After a fairly steep learning curve and some patient assistance from other forum members, I recently managed to get NordVPN working on my MicroTik Hex using the Wireguard protocol. (See http://forum.mikrotik.com/t/idiots-guide-to-setting-up-wireguard-client/169921/1) When I enable the relevant route, it switches all my internet traffic from the local network to go via the WG tunnel. Generally speaking it works well, but I have one outstanding problem: DNS.

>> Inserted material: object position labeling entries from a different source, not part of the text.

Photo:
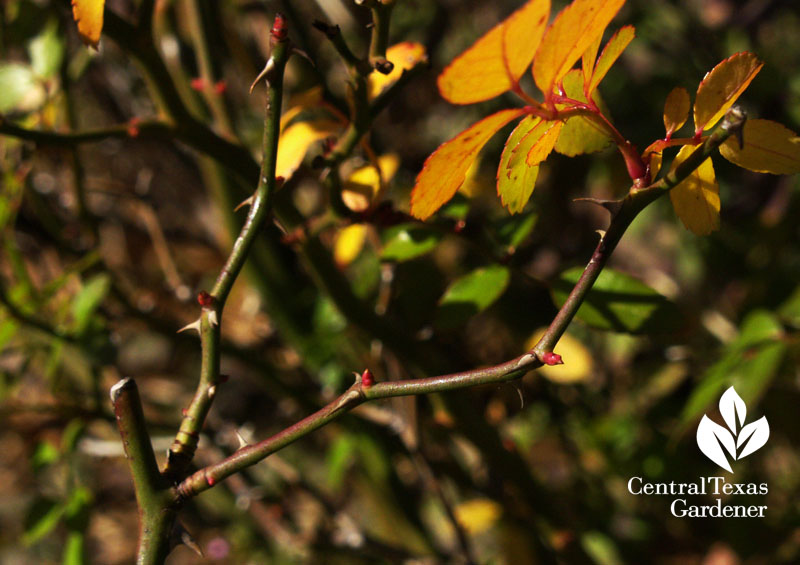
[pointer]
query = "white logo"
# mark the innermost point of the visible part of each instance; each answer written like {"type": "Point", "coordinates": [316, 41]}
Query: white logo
{"type": "Point", "coordinates": [711, 437]}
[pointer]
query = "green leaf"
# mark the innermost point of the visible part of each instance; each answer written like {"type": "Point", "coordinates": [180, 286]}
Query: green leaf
{"type": "Point", "coordinates": [18, 88]}
{"type": "Point", "coordinates": [514, 229]}
{"type": "Point", "coordinates": [88, 300]}
{"type": "Point", "coordinates": [471, 294]}
{"type": "Point", "coordinates": [407, 241]}
{"type": "Point", "coordinates": [46, 51]}
{"type": "Point", "coordinates": [620, 303]}
{"type": "Point", "coordinates": [44, 515]}
{"type": "Point", "coordinates": [748, 363]}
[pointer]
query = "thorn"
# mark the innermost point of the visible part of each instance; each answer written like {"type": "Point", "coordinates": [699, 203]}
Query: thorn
{"type": "Point", "coordinates": [245, 202]}
{"type": "Point", "coordinates": [265, 72]}
{"type": "Point", "coordinates": [193, 326]}
{"type": "Point", "coordinates": [551, 359]}
{"type": "Point", "coordinates": [304, 55]}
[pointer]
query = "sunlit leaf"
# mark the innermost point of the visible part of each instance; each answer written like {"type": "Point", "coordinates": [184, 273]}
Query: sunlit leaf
{"type": "Point", "coordinates": [349, 242]}
{"type": "Point", "coordinates": [769, 147]}
{"type": "Point", "coordinates": [470, 295]}
{"type": "Point", "coordinates": [581, 134]}
{"type": "Point", "coordinates": [720, 88]}
{"type": "Point", "coordinates": [46, 51]}
{"type": "Point", "coordinates": [445, 170]}
{"type": "Point", "coordinates": [515, 181]}
{"type": "Point", "coordinates": [498, 59]}
{"type": "Point", "coordinates": [296, 140]}
{"type": "Point", "coordinates": [619, 302]}
{"type": "Point", "coordinates": [578, 362]}
{"type": "Point", "coordinates": [676, 110]}
{"type": "Point", "coordinates": [363, 184]}
{"type": "Point", "coordinates": [404, 56]}
{"type": "Point", "coordinates": [478, 515]}
{"type": "Point", "coordinates": [408, 241]}
{"type": "Point", "coordinates": [88, 14]}
{"type": "Point", "coordinates": [573, 31]}
{"type": "Point", "coordinates": [611, 52]}
{"type": "Point", "coordinates": [19, 89]}
{"type": "Point", "coordinates": [696, 199]}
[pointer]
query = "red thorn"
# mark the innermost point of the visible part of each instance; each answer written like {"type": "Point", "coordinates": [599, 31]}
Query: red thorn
{"type": "Point", "coordinates": [551, 358]}
{"type": "Point", "coordinates": [367, 380]}
{"type": "Point", "coordinates": [133, 127]}
{"type": "Point", "coordinates": [279, 28]}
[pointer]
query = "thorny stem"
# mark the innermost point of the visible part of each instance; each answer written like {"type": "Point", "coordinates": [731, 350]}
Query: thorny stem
{"type": "Point", "coordinates": [185, 444]}
{"type": "Point", "coordinates": [636, 200]}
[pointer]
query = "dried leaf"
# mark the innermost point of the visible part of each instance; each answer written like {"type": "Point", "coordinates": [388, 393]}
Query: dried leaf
{"type": "Point", "coordinates": [769, 147]}
{"type": "Point", "coordinates": [676, 110]}
{"type": "Point", "coordinates": [611, 52]}
{"type": "Point", "coordinates": [445, 170]}
{"type": "Point", "coordinates": [720, 88]}
{"type": "Point", "coordinates": [573, 31]}
{"type": "Point", "coordinates": [497, 60]}
{"type": "Point", "coordinates": [696, 199]}
{"type": "Point", "coordinates": [88, 14]}
{"type": "Point", "coordinates": [404, 56]}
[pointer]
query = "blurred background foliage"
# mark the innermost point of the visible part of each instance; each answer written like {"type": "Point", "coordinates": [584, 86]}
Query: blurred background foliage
{"type": "Point", "coordinates": [105, 245]}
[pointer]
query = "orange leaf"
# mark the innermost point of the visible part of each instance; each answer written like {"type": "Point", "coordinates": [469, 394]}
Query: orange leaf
{"type": "Point", "coordinates": [769, 147]}
{"type": "Point", "coordinates": [515, 178]}
{"type": "Point", "coordinates": [696, 199]}
{"type": "Point", "coordinates": [720, 88]}
{"type": "Point", "coordinates": [88, 14]}
{"type": "Point", "coordinates": [581, 134]}
{"type": "Point", "coordinates": [676, 110]}
{"type": "Point", "coordinates": [445, 170]}
{"type": "Point", "coordinates": [611, 52]}
{"type": "Point", "coordinates": [573, 31]}
{"type": "Point", "coordinates": [404, 56]}
{"type": "Point", "coordinates": [495, 62]}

I don’t always want all traffic to go via the WG tunnel - I want to be able to enable it and disable as I need to (primarily in order to switch where I appear in the world). If I connect to the VPN using Nord’s apps on a specific machine, they automatically update my DNS configuration once they’re connected to avoid DNS leaks; but obviously if I just enable a route on the MT, none of the clients are aware that they need to change DNS servers. I can update the DHCP server on the router manually and then manually reconnect all the clients I care about but it’s a pretty clunky solution + it means that I can’t use the router to serve local DNS entries for my LAN when the tunnel is up.
Ideally, what I’d like to do is configure the router as the DNS server for the LAN and that just update the DNS servers that the router itself uses when the WG route is enabled. For this to work I think I’d need to do a few things:
- Ensure that the router itself is sending DNS lookups via the WG tunnel when the route is enabled
- Automatically update the router’s DNS servers when the WG tunnel route is enabled
- Ensure that the router’s DNS cache is wiped when the DNS servers change (I guess this might happen automatically?
Is this a terrible idea from the beginning? Is there a better way to do this? If not, what’s the best way to go about this? Should I have some sort of script that runs on the router makes all the changes in one go?